Transparent Rules and Limits
Document all decision criteria:
- Risk thresholds and their justification
- Data sources and their reliability
- Evaluation logic and weighting
- Exception handling procedures
Comprehensive Audit Trail
Ensure every automated decision includes:
- Complete data foundation
- Applied rules and parameters
- Decision outcome and reasoning
- Timestamp and system version
Regular Review and Optimization
Governance is not static:
- Continuously monitor decision quality
- Adjust rules based on outcomes
- Incorporate new risk factors
- Update thresholds as business evolves
Overcoming Implementation Barriers
Many mid-sized companies hesitate to implement AI governance due to perceived obstacles:
"We don't have the data": You likely have more data than you think. Start with what you have and improve incrementally.
"It's too complex": Begin with one process. Credit management or invoice approval are excellent starting points.
"We lack the expertise": Partner with specialized providers who understand mid-market needs and regulatory requirements.
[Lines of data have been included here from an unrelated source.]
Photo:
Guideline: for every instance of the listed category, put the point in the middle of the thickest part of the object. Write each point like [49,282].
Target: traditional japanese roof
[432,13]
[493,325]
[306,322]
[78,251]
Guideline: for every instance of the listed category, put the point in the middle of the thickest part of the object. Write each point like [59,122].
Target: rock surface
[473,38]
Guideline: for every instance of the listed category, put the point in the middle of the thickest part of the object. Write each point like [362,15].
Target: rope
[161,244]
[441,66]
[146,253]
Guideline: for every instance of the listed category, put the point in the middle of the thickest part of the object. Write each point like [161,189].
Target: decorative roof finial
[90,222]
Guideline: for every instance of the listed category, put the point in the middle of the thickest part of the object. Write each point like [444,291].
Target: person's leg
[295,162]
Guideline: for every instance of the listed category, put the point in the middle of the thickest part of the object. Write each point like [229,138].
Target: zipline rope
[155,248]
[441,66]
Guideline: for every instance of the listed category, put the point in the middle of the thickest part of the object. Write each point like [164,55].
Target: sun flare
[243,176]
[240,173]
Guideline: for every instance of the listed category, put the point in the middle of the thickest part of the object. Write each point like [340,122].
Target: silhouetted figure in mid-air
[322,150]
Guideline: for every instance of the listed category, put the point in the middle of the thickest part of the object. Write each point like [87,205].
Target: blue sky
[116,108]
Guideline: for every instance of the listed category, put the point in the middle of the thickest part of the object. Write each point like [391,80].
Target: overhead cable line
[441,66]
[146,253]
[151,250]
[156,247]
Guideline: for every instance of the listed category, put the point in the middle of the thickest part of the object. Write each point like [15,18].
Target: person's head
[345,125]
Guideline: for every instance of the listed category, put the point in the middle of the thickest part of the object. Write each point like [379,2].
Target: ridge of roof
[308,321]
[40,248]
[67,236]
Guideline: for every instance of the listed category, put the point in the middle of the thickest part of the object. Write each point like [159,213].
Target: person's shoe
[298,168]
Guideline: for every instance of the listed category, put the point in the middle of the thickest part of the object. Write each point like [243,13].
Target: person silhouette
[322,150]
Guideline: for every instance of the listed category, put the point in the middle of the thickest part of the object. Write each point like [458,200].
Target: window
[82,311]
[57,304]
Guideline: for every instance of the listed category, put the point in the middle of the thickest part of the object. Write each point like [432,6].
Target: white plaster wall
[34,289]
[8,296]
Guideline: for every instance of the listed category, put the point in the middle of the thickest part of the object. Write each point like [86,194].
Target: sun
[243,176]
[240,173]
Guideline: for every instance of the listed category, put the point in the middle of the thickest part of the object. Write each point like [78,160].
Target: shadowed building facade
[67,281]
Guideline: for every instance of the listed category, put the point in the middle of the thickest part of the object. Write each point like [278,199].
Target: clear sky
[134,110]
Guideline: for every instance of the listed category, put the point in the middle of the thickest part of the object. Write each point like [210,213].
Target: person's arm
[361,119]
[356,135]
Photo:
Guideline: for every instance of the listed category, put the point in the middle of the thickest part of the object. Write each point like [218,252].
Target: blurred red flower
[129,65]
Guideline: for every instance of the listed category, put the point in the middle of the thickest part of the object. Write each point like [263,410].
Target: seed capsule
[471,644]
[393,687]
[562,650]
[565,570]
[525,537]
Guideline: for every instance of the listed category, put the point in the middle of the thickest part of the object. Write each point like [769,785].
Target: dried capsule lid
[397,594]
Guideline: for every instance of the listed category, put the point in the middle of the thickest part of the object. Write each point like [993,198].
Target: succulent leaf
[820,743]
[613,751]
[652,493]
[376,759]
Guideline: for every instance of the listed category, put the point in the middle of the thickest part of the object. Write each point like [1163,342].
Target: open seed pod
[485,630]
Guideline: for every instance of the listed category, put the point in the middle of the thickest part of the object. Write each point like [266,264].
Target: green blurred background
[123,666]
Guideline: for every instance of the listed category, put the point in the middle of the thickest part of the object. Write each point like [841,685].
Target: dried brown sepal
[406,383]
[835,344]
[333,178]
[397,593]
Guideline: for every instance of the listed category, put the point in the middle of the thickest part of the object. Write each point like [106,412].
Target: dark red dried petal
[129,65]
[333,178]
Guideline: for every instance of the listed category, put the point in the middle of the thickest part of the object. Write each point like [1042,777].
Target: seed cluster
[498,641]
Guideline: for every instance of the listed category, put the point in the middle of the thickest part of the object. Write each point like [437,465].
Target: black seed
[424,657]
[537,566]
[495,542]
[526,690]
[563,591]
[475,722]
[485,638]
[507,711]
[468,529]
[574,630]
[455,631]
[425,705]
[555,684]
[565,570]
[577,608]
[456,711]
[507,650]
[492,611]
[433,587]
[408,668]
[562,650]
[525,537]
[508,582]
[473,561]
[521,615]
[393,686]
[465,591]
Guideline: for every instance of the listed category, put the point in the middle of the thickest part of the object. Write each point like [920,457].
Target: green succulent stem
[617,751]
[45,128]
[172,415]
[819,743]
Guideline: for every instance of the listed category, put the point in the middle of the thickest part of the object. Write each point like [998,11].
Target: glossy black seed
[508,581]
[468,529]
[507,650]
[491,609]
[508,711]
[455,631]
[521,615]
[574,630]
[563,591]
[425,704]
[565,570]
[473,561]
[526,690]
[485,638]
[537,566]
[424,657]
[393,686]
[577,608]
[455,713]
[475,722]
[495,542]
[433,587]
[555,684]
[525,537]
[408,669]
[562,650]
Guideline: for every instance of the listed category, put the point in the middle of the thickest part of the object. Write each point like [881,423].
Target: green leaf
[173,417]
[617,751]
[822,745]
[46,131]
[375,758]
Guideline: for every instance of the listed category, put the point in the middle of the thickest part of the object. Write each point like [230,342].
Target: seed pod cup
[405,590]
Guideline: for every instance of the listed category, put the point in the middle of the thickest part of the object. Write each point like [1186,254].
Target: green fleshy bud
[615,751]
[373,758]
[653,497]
"It's too expensive": Compare the cost of implementation against the cost of inefficiency, errors, and audit failures in manual processes.
The Competitive Advantage of Good Governance
Companies with robust AI governance gain multiple advantages:
- Faster decisions in routine matters
- Better risk management through consistent application of criteria
- Improved compliance with complete documentation
- Scalability without proportional headcount growth
- Management capacity for strategic rather than operational decisions
In an increasingly competitive market, these advantages can be decisive.
Conclusion: Control Through Transparency
The fear of losing control through AI is understandable but misguided. True control in complex business processes doesn't come from manual processing, but through:
- Clear rules instead of gut decisions
- Transparent processes instead of undocumented workflows
- Structured escalation instead of bottlenecks
- Complete documentation instead of audit gaps
AI isn't a risk to your control. It's the tool that finally makes control scalable, traceable, and verifiable.
The question isn't whether you can afford AI. The question is whether you can afford to forego this form of professional governance.
Your personal liability as a director is better protected by robust, documented, and consistent AI-supported processes than by manual intervention that lacks transparency and reproducibility.
How does your company handle this challenge? Where do you see the greatest automation potential?